Capturing RAS error reboot

Doing some testing we identify that when and RAS error happen and is not recoverable, the board itself issues a reboot. In this case this happen in both board that we tested, the Nvidia Xavier Industrial and the NX. Is there any way to capture the error in order not to reboot the board? The idea is to instead of rebooting the board we will want to launch a procedure to fix or mitigate the issue. Thanks for your time.

Issue seems similar as Reliability, Accessibility and Serviceability: RAS In Xavier triggering for verification - Jetson & Embedded Systems / Jetson AGX Xavier - NVIDIA Developer Forums

You could also refer to Reliability, Accessibility and Serviceability: RAS, ECC Error Detection and Correction - Jetson & Embedded Systems / Jetson AGX Xavier - NVIDIA Developer Forums

Hi, I also posted that question, but I think is a different topic. In the other question I’m referring to the part of reading the RAS error itself. In this case, my question in this post is regarding to the part on RAS that ,when an uncorrectable error happen, issues a reboot. What I want is to capture the reboot signal to do something else that a reboot, for example powering down the core that haves the error, or flushing the cache, etc…
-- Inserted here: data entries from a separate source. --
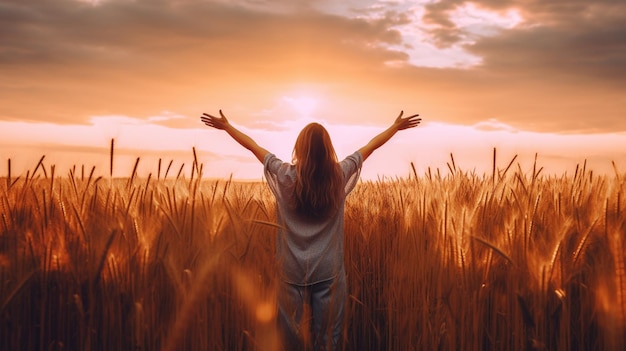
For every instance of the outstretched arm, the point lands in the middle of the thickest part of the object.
(244, 140)
(399, 124)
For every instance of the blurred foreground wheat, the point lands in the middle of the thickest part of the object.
(505, 261)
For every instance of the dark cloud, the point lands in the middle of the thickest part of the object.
(66, 60)
(573, 38)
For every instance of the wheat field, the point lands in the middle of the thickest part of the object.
(510, 260)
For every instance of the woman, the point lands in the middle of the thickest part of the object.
(310, 195)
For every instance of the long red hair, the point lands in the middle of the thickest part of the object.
(318, 175)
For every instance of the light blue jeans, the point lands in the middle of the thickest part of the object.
(312, 314)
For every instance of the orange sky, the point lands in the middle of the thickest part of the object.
(526, 77)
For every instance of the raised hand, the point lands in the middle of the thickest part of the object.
(215, 122)
(407, 122)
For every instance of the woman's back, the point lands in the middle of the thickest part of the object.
(309, 250)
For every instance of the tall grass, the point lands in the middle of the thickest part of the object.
(504, 261)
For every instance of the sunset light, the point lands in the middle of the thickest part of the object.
(349, 175)
(468, 67)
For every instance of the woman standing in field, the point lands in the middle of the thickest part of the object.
(310, 195)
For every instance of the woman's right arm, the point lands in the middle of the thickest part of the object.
(240, 137)
(399, 124)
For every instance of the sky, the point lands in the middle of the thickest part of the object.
(523, 76)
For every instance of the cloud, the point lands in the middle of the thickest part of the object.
(560, 68)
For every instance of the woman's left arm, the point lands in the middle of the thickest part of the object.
(240, 137)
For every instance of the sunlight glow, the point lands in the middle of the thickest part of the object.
(304, 105)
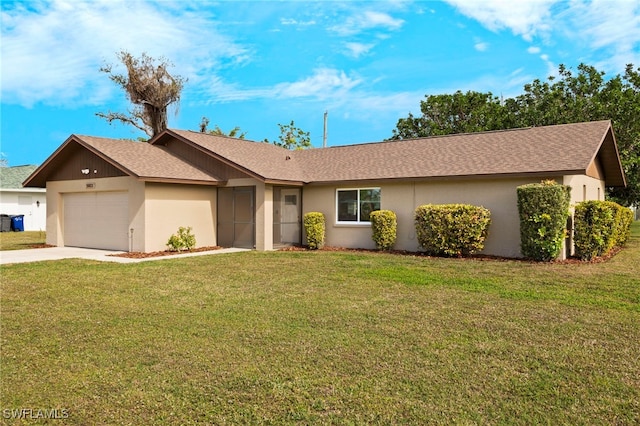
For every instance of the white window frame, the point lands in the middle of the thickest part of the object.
(357, 221)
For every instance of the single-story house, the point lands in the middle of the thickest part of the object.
(125, 195)
(20, 201)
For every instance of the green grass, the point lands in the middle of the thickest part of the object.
(21, 240)
(324, 337)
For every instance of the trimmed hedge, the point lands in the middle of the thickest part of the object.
(314, 228)
(384, 225)
(599, 227)
(543, 209)
(452, 229)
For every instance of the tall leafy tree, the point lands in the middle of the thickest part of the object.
(453, 113)
(585, 95)
(292, 137)
(149, 87)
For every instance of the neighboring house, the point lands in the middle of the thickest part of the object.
(126, 195)
(17, 200)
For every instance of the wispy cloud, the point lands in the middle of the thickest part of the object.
(323, 84)
(610, 26)
(356, 50)
(524, 17)
(296, 23)
(481, 46)
(367, 20)
(51, 52)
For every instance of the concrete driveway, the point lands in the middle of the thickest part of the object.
(58, 253)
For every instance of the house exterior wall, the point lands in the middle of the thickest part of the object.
(170, 206)
(497, 195)
(55, 204)
(30, 202)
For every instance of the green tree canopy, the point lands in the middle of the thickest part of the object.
(585, 95)
(291, 137)
(149, 87)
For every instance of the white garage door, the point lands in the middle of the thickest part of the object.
(97, 220)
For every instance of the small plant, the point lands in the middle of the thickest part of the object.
(384, 228)
(183, 240)
(314, 227)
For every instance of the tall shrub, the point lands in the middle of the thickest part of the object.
(599, 227)
(314, 228)
(384, 226)
(452, 229)
(543, 209)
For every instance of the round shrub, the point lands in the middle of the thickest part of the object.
(384, 228)
(314, 228)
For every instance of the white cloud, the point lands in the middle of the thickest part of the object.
(481, 46)
(358, 49)
(612, 26)
(523, 17)
(367, 20)
(52, 52)
(294, 22)
(323, 84)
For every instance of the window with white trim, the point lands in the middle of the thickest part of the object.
(355, 205)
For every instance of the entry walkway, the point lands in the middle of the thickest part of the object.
(58, 253)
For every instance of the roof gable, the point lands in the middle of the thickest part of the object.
(137, 159)
(12, 177)
(263, 161)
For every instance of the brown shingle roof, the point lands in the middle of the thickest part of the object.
(550, 150)
(145, 161)
(137, 159)
(268, 161)
(568, 148)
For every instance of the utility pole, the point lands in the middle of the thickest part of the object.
(324, 134)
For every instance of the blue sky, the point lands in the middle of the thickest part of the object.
(257, 64)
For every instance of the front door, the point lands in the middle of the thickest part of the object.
(287, 210)
(236, 217)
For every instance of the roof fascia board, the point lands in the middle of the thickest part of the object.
(500, 176)
(183, 181)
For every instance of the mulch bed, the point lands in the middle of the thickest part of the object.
(480, 257)
(139, 255)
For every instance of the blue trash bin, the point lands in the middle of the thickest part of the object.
(5, 223)
(17, 222)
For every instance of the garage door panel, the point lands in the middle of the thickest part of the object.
(96, 220)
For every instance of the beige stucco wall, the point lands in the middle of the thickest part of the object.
(55, 205)
(498, 195)
(170, 206)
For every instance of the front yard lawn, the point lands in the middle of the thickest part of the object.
(22, 240)
(323, 337)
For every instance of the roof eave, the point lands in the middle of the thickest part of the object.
(179, 181)
(541, 174)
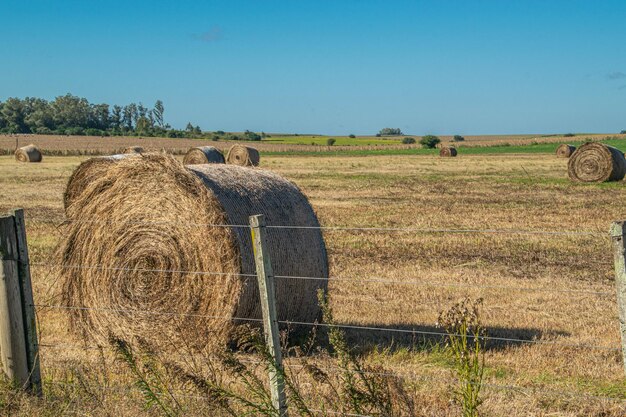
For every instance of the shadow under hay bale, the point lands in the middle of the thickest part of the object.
(171, 272)
(565, 151)
(134, 149)
(596, 162)
(203, 155)
(447, 152)
(28, 153)
(243, 156)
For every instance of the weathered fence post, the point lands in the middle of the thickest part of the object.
(18, 331)
(618, 235)
(265, 277)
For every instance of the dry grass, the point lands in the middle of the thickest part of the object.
(434, 270)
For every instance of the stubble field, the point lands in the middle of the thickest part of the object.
(553, 291)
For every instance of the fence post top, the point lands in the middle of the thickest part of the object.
(258, 220)
(617, 229)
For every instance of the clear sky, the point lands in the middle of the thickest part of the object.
(330, 66)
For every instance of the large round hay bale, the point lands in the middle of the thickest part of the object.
(596, 162)
(160, 268)
(447, 152)
(243, 156)
(565, 151)
(28, 153)
(134, 149)
(86, 172)
(203, 155)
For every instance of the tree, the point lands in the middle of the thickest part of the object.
(158, 111)
(100, 116)
(429, 141)
(116, 117)
(390, 131)
(14, 114)
(71, 111)
(38, 115)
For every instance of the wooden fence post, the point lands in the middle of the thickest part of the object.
(265, 277)
(618, 235)
(18, 332)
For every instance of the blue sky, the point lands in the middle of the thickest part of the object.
(335, 67)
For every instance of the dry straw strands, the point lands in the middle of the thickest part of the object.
(28, 153)
(167, 275)
(447, 152)
(134, 149)
(565, 151)
(243, 156)
(203, 155)
(86, 172)
(596, 162)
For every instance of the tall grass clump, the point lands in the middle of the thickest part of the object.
(466, 344)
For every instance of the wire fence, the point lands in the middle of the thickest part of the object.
(382, 280)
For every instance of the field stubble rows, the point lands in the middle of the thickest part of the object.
(430, 271)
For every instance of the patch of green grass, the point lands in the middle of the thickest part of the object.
(534, 148)
(339, 140)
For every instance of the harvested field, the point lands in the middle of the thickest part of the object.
(553, 289)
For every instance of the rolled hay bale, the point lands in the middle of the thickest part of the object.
(596, 162)
(167, 274)
(28, 153)
(203, 155)
(565, 151)
(243, 156)
(87, 172)
(447, 152)
(134, 149)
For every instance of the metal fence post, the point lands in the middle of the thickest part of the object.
(267, 292)
(18, 332)
(618, 235)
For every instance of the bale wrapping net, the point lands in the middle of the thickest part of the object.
(28, 153)
(163, 264)
(447, 152)
(134, 149)
(596, 162)
(565, 151)
(203, 155)
(243, 156)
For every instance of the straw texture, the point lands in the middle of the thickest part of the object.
(134, 149)
(596, 162)
(86, 172)
(150, 218)
(447, 152)
(28, 153)
(243, 156)
(565, 151)
(203, 155)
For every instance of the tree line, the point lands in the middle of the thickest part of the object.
(71, 115)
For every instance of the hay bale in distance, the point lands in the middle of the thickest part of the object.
(448, 152)
(86, 172)
(28, 153)
(203, 155)
(148, 221)
(134, 149)
(565, 151)
(596, 162)
(243, 156)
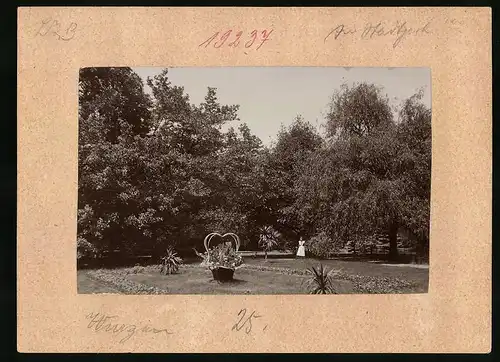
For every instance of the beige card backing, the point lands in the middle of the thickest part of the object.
(454, 316)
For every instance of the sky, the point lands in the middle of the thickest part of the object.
(271, 96)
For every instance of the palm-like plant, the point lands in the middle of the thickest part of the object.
(320, 281)
(268, 238)
(171, 262)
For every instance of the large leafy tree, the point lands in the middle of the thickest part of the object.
(285, 165)
(375, 174)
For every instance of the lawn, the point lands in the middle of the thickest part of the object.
(257, 276)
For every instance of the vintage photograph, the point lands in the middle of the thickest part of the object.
(253, 180)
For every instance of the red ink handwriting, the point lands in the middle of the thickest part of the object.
(53, 27)
(233, 39)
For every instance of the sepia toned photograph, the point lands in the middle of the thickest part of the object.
(254, 180)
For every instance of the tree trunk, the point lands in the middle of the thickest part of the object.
(393, 241)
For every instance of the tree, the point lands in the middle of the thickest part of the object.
(285, 165)
(268, 239)
(374, 174)
(358, 110)
(109, 100)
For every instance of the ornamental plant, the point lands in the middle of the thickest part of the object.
(170, 262)
(221, 256)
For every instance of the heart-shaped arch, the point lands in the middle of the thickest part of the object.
(209, 237)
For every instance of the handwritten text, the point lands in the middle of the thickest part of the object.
(52, 27)
(99, 322)
(397, 31)
(246, 321)
(234, 39)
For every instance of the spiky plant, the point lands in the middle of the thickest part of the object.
(171, 262)
(320, 281)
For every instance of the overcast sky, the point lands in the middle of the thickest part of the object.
(271, 96)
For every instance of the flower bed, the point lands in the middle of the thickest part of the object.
(118, 280)
(362, 284)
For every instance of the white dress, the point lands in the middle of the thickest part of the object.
(302, 249)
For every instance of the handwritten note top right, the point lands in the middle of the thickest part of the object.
(398, 31)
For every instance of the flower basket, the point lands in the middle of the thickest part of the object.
(223, 259)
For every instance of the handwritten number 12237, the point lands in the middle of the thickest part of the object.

It is recommended to reboot in case of Uncorrectable errors as they are fatal. For correctable errors, a reboot is not required.
For test purposes, you can set “is_debug=1” in func “ras_ccplex_serr_callback” of file “drivers/platform/tegra/carmel_ras.c”. This will avoid a crash then but may result in a crash later if not completely handled.

This topic was automatically closed 14 days after the last reply. New replies are no longer allowed.